Bombardier’s business jet program, Learjet 85, is being suspended after demand for the jets has fallen by 50% since 2008. This program was announced on October 30, 2007, and was first set to go into service in 2013. It has already been delayed for two years and would still take a few more years to start rolling out. But putting a pin in the program is equally expensive — it took a $1.4 billion charge. That’s huge for a company that has already exceeded its budget for other programs and has lost a ton of orders in the process.
Because of this billion-dollar write-off, many analysts are concerned Bombardier’s liquidity position especially since the company cut its 2014 guidance. According to CIBC’s analysis, Bombardier had short-term capital resources of about $3.8 billion at the end of 2014. That includes cash of roughly $2.4 billion. As per Bombardier’s new guidance, the company expects to end the year with a minimum $3 billion in liquidity (including $2 billion in cash). Take into account the $1.4 billion charge due to the Learjet 85 project, and the company’s liquidity position looks rather concerning.

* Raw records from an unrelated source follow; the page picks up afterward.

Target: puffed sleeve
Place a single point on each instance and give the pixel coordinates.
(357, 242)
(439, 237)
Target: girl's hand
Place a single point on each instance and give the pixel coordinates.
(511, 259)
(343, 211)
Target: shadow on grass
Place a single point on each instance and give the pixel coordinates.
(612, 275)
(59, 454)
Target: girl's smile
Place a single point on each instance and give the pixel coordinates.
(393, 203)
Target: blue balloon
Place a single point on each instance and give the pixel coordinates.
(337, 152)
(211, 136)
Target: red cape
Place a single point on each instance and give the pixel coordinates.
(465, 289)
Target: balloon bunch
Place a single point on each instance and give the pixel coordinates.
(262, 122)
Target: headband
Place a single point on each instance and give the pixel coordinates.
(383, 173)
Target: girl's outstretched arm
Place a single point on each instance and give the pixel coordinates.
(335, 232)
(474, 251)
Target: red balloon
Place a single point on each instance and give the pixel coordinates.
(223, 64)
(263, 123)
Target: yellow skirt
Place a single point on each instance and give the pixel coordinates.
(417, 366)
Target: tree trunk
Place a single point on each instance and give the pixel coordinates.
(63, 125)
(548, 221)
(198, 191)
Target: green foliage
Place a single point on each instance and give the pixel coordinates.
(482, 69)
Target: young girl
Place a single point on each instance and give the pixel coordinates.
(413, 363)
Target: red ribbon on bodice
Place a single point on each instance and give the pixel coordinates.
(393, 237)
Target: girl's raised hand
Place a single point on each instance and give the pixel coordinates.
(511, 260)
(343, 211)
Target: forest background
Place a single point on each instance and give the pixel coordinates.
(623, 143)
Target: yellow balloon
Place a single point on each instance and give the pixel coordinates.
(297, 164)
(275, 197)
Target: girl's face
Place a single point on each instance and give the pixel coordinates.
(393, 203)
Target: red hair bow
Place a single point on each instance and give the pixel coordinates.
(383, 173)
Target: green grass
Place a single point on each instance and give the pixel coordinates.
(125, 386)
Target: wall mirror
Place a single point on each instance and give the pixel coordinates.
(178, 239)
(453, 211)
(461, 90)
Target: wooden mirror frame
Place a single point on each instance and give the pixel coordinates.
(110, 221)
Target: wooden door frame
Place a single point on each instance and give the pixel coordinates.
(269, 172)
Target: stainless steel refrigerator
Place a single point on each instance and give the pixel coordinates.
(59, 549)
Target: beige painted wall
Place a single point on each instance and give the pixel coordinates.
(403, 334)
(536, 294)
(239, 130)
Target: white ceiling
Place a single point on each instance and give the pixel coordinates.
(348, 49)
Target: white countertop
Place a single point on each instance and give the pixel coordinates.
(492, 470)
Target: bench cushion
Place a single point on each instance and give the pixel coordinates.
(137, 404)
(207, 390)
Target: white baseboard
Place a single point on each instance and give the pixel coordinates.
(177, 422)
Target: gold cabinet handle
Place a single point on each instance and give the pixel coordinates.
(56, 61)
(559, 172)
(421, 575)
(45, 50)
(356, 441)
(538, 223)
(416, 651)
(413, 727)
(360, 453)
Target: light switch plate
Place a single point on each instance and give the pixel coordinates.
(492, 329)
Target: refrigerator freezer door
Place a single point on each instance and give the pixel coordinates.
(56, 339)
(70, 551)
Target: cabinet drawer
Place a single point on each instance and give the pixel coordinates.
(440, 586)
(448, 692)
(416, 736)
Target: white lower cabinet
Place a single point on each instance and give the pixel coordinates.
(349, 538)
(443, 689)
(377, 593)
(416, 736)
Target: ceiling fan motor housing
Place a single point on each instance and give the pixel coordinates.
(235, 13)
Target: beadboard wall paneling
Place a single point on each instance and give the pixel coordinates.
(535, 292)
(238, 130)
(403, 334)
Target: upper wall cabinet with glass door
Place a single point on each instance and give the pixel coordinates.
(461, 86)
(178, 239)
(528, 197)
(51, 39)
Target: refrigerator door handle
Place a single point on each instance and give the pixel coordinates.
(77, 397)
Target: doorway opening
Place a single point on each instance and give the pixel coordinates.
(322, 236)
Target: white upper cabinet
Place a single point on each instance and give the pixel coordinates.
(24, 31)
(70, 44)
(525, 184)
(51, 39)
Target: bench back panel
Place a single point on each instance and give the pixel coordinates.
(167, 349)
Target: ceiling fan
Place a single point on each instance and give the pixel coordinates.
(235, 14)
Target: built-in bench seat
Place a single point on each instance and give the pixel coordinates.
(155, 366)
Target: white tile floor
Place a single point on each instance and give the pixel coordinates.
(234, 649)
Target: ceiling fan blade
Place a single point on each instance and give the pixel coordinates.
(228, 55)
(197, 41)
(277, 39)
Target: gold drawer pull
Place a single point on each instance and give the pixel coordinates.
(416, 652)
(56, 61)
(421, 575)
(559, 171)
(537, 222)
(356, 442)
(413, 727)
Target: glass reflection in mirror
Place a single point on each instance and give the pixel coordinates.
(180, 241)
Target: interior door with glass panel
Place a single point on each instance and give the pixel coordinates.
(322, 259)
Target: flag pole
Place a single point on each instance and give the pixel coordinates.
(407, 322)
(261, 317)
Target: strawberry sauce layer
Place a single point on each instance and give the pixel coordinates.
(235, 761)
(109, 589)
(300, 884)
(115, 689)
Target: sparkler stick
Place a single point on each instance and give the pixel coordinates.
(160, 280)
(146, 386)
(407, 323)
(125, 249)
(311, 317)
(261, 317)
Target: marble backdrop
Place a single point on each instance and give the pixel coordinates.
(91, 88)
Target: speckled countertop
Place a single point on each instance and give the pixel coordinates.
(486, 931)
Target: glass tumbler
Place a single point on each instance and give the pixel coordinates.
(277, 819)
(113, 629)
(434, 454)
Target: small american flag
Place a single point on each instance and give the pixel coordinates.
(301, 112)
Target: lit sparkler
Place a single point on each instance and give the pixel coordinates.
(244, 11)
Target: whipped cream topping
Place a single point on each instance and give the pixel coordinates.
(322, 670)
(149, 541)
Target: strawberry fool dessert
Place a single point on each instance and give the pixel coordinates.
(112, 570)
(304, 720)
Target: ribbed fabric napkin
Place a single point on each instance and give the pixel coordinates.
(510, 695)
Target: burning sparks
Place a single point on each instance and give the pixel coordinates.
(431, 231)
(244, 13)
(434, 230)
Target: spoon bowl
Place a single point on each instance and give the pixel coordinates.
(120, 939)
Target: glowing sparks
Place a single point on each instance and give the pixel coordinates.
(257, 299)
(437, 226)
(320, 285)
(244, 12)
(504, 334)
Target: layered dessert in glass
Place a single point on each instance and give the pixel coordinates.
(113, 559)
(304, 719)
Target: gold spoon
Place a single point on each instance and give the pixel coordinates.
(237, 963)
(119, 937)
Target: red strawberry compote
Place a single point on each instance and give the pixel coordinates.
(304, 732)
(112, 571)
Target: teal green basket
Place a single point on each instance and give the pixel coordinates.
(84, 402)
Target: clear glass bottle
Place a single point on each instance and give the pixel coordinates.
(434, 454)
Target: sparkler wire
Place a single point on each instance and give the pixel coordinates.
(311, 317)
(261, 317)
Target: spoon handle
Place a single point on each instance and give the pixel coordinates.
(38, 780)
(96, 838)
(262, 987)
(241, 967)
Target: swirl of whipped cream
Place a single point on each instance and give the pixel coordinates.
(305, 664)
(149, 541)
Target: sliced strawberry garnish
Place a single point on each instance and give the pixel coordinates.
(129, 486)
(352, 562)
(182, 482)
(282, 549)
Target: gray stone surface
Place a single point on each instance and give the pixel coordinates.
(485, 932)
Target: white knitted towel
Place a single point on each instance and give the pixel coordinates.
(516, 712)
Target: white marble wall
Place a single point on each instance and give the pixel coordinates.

But there still is some hope. It’s normal for companies in this space to have the highest usage of free cash flow during the first half of the year. Bombardier’s management has reiterated and reassured investors that it has enough liquidity to fund its development costs for 2015. According to CIBC’s analyst (among others), Bombardier’s balance sheet does seem to have sufficient room to handle the costs.
But overall, at the moment, there have been too many blows to Bombardier’s credibility for me to continue to be bullish on the stock. Company management continues to reassure the world that its CSeries planes will be on schedule, but I’d rather see it to believe it. That’s why I suggest sitting on the sidelines for now.
I’m all for the strategy of being greedy when others are fearful, but this time, I’d rather be cautious. If you are looking to buy the stock in the near future, I reckon putting that off for a few more months, since as of now, the dark clouds are settling over Bombardier.